1956 - 2018
What does it mean when the man who lives your dream takes his own life?
If a genie came out of a bottle and gave me the opportunity to trade lives with anyone who has ever lived, I would have answered with no reservation - I want to be Tony. Everything about this man was the very definition of a rock star. He was intelligent, talented, confident, handsome and had a spirit of adventure. He was everything that I ever wanted to be.
He also suffered from clinical depression and deep feelings of isolation. In describing this, he once remarked that having a hamburger in an airport could send him spiraling into a depression that can last for days. I can definitely relate to this. While I've never been triggered by a hamburger, there have been many times throughout my life where something insignificant happens that causes a random memory from many years ago rises to the surface, which puts me in a place where I feel like nothing matters - nobody wants me here, and I don't belong here. Eventually, I always come out of it, and so did Tony... until he didn't.

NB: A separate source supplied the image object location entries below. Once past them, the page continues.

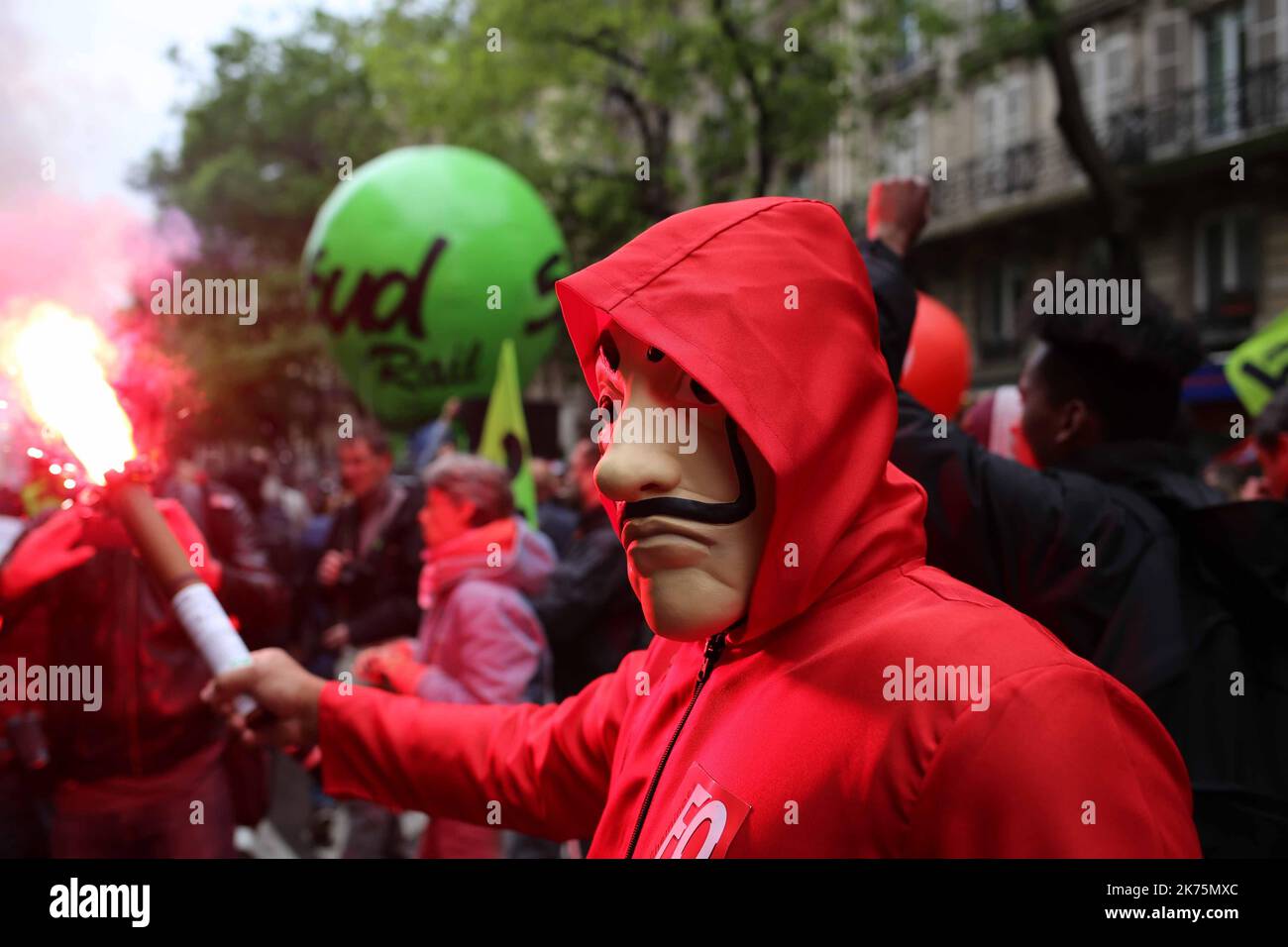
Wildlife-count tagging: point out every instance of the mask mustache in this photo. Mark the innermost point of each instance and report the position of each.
(696, 510)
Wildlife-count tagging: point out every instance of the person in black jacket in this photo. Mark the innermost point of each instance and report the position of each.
(1271, 450)
(1115, 544)
(589, 611)
(366, 579)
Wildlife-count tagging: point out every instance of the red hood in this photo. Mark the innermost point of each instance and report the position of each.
(807, 385)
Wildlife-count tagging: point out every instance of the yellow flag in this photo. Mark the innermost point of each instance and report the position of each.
(505, 432)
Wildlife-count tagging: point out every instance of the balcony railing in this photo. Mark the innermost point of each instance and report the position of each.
(1181, 123)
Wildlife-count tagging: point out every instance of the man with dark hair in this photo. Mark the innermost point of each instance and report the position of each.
(368, 577)
(805, 660)
(1273, 447)
(1115, 544)
(1096, 379)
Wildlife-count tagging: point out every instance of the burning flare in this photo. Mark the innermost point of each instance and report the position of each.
(56, 361)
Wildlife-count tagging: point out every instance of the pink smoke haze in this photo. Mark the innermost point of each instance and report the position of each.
(91, 257)
(98, 260)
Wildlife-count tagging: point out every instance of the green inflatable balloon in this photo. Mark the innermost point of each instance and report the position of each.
(420, 265)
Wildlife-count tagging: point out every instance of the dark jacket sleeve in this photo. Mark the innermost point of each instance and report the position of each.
(249, 587)
(394, 575)
(896, 298)
(1021, 535)
(574, 600)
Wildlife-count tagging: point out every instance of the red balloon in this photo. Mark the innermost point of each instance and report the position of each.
(936, 367)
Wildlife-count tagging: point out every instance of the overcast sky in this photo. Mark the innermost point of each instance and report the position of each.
(89, 84)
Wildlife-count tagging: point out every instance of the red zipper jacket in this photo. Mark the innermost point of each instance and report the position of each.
(794, 736)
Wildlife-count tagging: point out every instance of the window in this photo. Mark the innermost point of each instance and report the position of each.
(1220, 50)
(1106, 78)
(1263, 29)
(906, 151)
(1228, 268)
(910, 44)
(1164, 81)
(1000, 291)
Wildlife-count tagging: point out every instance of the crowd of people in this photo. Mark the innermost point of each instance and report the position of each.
(1167, 600)
(425, 583)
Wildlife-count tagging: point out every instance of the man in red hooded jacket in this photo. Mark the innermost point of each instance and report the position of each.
(815, 689)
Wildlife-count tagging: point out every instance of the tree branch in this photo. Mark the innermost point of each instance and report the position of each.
(1116, 206)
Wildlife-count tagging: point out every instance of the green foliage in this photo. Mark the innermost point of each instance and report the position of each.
(571, 94)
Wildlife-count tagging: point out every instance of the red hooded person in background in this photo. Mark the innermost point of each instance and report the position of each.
(859, 702)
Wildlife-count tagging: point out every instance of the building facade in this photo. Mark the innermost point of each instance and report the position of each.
(1189, 102)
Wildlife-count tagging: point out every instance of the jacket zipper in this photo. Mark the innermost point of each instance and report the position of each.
(715, 646)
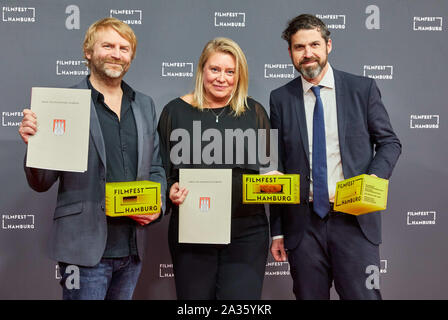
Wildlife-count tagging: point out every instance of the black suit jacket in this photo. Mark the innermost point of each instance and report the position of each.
(366, 139)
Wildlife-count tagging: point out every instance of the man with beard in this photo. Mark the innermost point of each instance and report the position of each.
(123, 146)
(332, 126)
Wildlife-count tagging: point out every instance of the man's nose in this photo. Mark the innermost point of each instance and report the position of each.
(221, 77)
(116, 53)
(308, 52)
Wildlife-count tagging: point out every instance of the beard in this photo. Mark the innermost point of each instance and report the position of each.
(312, 72)
(100, 67)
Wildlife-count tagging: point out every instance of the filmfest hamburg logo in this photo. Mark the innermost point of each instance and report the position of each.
(17, 221)
(379, 72)
(277, 269)
(419, 218)
(333, 21)
(428, 24)
(71, 68)
(58, 127)
(424, 121)
(166, 270)
(177, 69)
(204, 204)
(129, 16)
(18, 14)
(279, 71)
(230, 19)
(11, 119)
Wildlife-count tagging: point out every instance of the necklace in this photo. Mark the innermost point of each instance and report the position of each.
(217, 115)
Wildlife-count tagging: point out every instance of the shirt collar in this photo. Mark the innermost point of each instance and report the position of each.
(98, 96)
(327, 81)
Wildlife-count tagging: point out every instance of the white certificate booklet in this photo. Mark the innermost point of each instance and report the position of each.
(206, 214)
(62, 138)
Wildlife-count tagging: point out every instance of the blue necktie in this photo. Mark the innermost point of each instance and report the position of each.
(321, 203)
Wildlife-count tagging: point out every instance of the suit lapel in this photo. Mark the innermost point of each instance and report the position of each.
(139, 124)
(299, 109)
(341, 108)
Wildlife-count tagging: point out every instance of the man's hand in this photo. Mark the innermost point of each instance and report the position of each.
(278, 250)
(143, 219)
(178, 195)
(28, 126)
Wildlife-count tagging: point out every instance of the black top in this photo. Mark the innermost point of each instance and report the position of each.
(120, 140)
(179, 114)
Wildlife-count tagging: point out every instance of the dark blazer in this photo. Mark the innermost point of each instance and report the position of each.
(366, 139)
(79, 225)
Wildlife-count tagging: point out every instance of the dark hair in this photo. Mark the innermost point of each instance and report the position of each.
(308, 22)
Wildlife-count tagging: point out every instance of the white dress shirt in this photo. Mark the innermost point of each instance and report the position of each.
(334, 163)
(328, 96)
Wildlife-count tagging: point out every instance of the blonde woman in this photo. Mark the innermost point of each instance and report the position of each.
(220, 101)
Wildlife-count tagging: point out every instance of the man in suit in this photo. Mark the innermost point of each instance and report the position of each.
(123, 146)
(332, 126)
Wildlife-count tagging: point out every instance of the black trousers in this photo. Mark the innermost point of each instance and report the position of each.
(334, 249)
(223, 272)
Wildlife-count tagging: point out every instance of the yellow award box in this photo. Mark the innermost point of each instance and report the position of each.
(132, 198)
(259, 188)
(361, 194)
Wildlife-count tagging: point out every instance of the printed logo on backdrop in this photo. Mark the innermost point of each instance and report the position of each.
(333, 21)
(166, 270)
(71, 68)
(230, 19)
(277, 269)
(17, 221)
(18, 14)
(204, 204)
(129, 16)
(177, 69)
(419, 218)
(424, 121)
(383, 266)
(11, 119)
(427, 24)
(379, 72)
(279, 71)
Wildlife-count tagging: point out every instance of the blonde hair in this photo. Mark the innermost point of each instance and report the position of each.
(122, 28)
(238, 97)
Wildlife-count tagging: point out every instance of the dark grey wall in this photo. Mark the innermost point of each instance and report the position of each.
(401, 43)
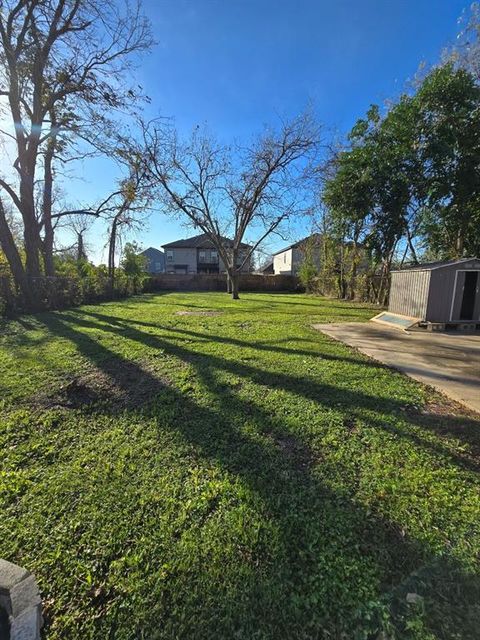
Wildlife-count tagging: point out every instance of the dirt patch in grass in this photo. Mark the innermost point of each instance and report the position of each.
(198, 313)
(298, 453)
(448, 418)
(125, 385)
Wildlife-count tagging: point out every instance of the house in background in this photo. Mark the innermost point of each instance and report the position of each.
(289, 260)
(266, 268)
(155, 260)
(199, 255)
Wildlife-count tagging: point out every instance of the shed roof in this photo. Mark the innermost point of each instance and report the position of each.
(430, 266)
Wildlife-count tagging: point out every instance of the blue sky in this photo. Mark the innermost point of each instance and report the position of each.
(235, 64)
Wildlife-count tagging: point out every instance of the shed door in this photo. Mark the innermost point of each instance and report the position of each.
(467, 296)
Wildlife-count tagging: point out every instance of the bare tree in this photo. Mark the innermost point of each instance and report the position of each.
(62, 63)
(126, 208)
(232, 191)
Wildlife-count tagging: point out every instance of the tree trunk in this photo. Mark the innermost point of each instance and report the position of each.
(111, 254)
(234, 279)
(81, 255)
(47, 210)
(13, 257)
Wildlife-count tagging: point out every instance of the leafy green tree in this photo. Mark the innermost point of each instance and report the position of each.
(410, 179)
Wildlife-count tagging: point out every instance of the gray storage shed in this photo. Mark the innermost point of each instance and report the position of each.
(438, 291)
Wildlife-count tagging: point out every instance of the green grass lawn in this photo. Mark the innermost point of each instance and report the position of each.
(232, 476)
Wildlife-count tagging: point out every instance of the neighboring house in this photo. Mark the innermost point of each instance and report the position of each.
(266, 268)
(155, 260)
(289, 260)
(198, 255)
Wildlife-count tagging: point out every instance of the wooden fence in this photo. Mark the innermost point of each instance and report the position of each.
(218, 282)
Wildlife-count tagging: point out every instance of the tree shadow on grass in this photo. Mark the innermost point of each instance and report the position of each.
(354, 402)
(333, 564)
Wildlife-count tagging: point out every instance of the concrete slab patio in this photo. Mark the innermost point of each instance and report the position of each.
(450, 362)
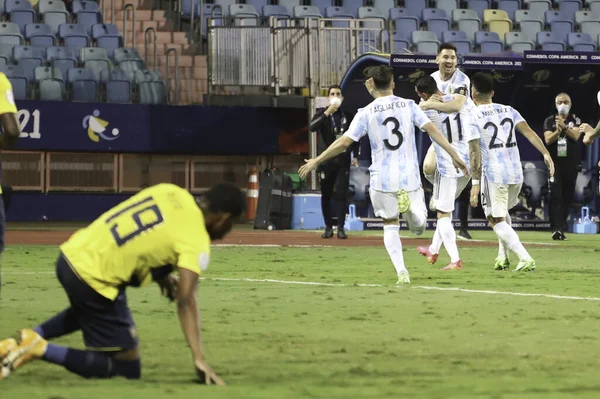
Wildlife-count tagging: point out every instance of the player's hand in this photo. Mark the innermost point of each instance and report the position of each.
(169, 287)
(308, 167)
(474, 199)
(549, 164)
(585, 128)
(206, 375)
(459, 164)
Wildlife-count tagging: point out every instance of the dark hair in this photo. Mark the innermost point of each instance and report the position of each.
(483, 83)
(447, 46)
(333, 87)
(427, 85)
(382, 75)
(226, 197)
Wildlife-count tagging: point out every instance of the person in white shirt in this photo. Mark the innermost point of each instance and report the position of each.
(501, 167)
(457, 84)
(390, 121)
(448, 184)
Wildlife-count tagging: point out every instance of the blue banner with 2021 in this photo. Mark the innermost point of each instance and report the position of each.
(133, 128)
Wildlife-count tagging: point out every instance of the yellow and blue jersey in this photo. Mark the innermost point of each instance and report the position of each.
(7, 99)
(161, 225)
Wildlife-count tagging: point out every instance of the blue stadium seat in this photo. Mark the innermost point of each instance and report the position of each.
(581, 42)
(39, 35)
(561, 29)
(73, 36)
(384, 6)
(83, 85)
(415, 7)
(243, 15)
(510, 6)
(479, 6)
(405, 27)
(569, 7)
(550, 41)
(452, 35)
(118, 85)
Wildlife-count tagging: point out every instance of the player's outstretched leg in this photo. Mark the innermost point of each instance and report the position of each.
(416, 214)
(85, 363)
(510, 238)
(503, 260)
(393, 245)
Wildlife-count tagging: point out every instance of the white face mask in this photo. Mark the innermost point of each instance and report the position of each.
(563, 109)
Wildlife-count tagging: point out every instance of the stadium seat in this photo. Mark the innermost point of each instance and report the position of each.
(470, 27)
(405, 27)
(39, 35)
(531, 28)
(83, 85)
(118, 85)
(290, 4)
(374, 14)
(510, 7)
(550, 41)
(569, 7)
(415, 7)
(384, 5)
(243, 15)
(562, 29)
(580, 42)
(276, 11)
(479, 6)
(453, 35)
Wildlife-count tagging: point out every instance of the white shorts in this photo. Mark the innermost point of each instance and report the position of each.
(498, 199)
(446, 190)
(385, 204)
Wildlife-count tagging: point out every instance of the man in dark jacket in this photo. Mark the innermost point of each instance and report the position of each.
(331, 123)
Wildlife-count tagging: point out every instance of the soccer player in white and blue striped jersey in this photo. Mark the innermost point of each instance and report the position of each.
(390, 121)
(448, 184)
(501, 167)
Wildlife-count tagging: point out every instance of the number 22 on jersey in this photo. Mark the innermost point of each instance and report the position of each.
(134, 220)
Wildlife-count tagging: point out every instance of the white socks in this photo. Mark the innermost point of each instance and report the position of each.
(506, 234)
(502, 247)
(444, 225)
(393, 245)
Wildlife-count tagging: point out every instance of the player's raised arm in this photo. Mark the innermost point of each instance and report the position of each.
(8, 115)
(536, 141)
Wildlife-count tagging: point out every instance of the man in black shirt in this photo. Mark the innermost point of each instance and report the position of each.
(331, 123)
(561, 135)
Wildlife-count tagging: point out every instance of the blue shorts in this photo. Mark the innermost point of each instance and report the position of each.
(106, 325)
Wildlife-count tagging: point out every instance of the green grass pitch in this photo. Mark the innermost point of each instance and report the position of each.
(341, 337)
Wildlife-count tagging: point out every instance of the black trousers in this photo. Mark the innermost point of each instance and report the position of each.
(561, 195)
(335, 180)
(463, 206)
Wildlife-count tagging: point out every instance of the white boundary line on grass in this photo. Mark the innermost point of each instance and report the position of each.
(316, 283)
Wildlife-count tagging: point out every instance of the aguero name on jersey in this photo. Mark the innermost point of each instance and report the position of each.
(390, 123)
(457, 129)
(159, 228)
(501, 162)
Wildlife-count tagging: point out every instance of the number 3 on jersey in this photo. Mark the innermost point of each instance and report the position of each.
(135, 219)
(395, 132)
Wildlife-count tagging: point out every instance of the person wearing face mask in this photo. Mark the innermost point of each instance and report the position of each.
(334, 175)
(561, 135)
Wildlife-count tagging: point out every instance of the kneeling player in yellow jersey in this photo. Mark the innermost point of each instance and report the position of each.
(160, 229)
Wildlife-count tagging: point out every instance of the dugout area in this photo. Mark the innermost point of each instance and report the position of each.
(529, 82)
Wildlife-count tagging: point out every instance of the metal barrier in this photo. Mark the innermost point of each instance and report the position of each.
(155, 45)
(240, 55)
(126, 7)
(174, 51)
(310, 53)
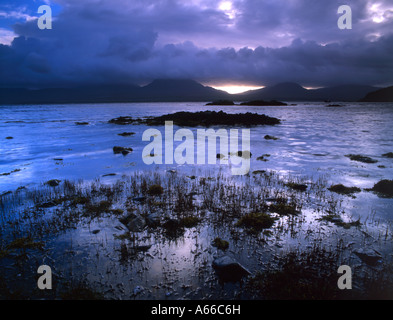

The whole thing leaves me feeling completely hopeless. If a man who is loved, admired and respected by literally millions, and who has my dream life couldn't beat back the demons, what the hell chance do I have? I work at a job that I hate, and I'm not handsome or talented. Plus, I'm a selfish jerk who can only think about himself when another human being has died.
Any time that a beloved celebrity takes their own life, there are always plenty of people with good hearts who use it as an opportunity to share the Suicide Hotline number. I understand that they mean well, but it kind of feels like they're saying "Hey, sorry you're fucked up, pal. Go call someone who's paid to care." They also encourage people who are suffering from depression to "seek help". Yeah, I'll get right on that. Why don't I run right out to a doctor so they can hospitalize me and fix me up like a broken car. I'm sure that someone will pay all of my bills in the meantime, and that I'll have a job and a home to come back to. I get it - I really do. They want to help, but there are no easy answers. In fact, there are no answers at all, or else people like Tony would still be here. You just roll with it as best you can, and you hope that there doesn't come a day when you can't.